A young girl sits at the feet of the women in her family. They are talking of news, blooming romances, and how the weather is going to affect the crops this harvest. As she listens she twirls her own little spindle with a bit of fleece her mother gave her to stay occupied. She drafts it out and gives her spindle a twirl, watching the fiber grab onto itself and twist into a tight string. As she plays with her bit of fleece, she daydreams of the day when her mother will show her how to do it on the wheel. It seems to the girl that her mother, grandmother, and aunts posses some sort of magic with the way their feet treadle, hands draft, and the bobbin fills seemingly with no effort at all. The magic doesn’t end there. It continues as the skeins of yarn are wound, the twist is set and they take up their magical needles or the loom that transform the yarn into fabric of all sorts. They don’t keep all of the yarns for themselves. Most of the skeins are sold at market. Other mothers and grandmothers purchase them to make their own fabrics. She is proud when playing with a friend that is wearing a new sweater that was made from the yarn her family spun. There are not many that have this skill,nor the patience for it. It is time-consuming laborious work. And yet, as she looks at the faces of the women sitting here now, she doesn’t see tired and worn, she sees happy and content. Yes, the girl decides that spinning yarn must be magical, and she will do it someday. Maybe even now with her bit of yarn she has made, the magic has begun to grow inside her. Perhaps, it is already there, and is just waiting for her to open the right door to find it.
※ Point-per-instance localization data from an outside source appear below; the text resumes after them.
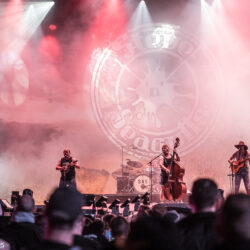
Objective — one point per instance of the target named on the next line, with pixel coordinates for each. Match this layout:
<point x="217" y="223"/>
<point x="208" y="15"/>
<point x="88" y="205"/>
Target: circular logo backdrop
<point x="153" y="84"/>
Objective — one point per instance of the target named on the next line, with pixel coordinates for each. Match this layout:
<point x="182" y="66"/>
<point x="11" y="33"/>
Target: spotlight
<point x="102" y="202"/>
<point x="145" y="199"/>
<point x="125" y="205"/>
<point x="114" y="206"/>
<point x="52" y="27"/>
<point x="14" y="197"/>
<point x="28" y="191"/>
<point x="136" y="201"/>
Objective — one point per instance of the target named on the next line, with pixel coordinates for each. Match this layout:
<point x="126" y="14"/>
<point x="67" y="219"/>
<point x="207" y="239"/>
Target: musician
<point x="165" y="162"/>
<point x="241" y="154"/>
<point x="67" y="166"/>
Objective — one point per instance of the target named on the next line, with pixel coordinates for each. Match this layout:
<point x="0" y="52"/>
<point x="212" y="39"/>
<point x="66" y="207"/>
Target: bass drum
<point x="141" y="184"/>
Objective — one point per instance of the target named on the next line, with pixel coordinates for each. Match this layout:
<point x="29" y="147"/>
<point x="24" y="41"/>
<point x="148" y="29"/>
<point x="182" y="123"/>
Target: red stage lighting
<point x="52" y="27"/>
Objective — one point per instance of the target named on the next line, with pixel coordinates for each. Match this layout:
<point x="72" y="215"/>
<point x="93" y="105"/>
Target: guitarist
<point x="165" y="162"/>
<point x="242" y="157"/>
<point x="67" y="165"/>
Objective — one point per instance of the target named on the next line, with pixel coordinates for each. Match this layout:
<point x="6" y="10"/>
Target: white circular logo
<point x="154" y="84"/>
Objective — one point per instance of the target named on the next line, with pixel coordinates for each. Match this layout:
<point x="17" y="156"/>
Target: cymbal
<point x="134" y="164"/>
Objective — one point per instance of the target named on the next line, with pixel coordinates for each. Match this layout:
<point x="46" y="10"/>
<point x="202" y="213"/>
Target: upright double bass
<point x="175" y="188"/>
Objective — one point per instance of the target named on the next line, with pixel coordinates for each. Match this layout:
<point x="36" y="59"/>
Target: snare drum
<point x="142" y="184"/>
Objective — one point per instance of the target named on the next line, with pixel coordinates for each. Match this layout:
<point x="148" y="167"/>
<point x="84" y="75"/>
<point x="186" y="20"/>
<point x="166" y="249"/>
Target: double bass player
<point x="165" y="162"/>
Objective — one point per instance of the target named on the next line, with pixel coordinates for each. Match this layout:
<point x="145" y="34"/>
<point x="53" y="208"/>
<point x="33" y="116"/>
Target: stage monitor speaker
<point x="122" y="184"/>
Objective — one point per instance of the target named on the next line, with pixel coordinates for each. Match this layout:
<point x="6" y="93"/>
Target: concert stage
<point x="180" y="207"/>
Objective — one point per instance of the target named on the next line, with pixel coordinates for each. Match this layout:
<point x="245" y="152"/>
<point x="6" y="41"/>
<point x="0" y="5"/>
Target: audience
<point x="63" y="217"/>
<point x="197" y="231"/>
<point x="214" y="224"/>
<point x="22" y="230"/>
<point x="234" y="223"/>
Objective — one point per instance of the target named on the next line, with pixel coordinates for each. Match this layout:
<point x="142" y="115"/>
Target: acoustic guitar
<point x="237" y="165"/>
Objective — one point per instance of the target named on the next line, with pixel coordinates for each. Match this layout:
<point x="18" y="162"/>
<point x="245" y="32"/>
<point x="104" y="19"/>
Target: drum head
<point x="142" y="184"/>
I really love imagining this little historical setting. Every once in a while life slows just enough for me to get a glimpse of a different way of life. It doesn’t have to be so different though. We are working on cutting out the time filling extras of the modern world and replacing it with the satisfying work that fulfills the measure of our creation.
Learning to spin and raising fiber animals is something I am taking seriously. Someday it just might be a life-sustaining skill, not a hobby. Honestly, I have a long way to go. I have a few skeins I would call a success, but am a long way from being able to supply myself enough yarn to support my love of knitting. I am however, diligently working on supporting my fellow spinners by trying to only purchase handspun yarns this year. Lucky for me, I live in a time when it is easily found on the Internet and in an area where there are two yarn shops within an hours drive.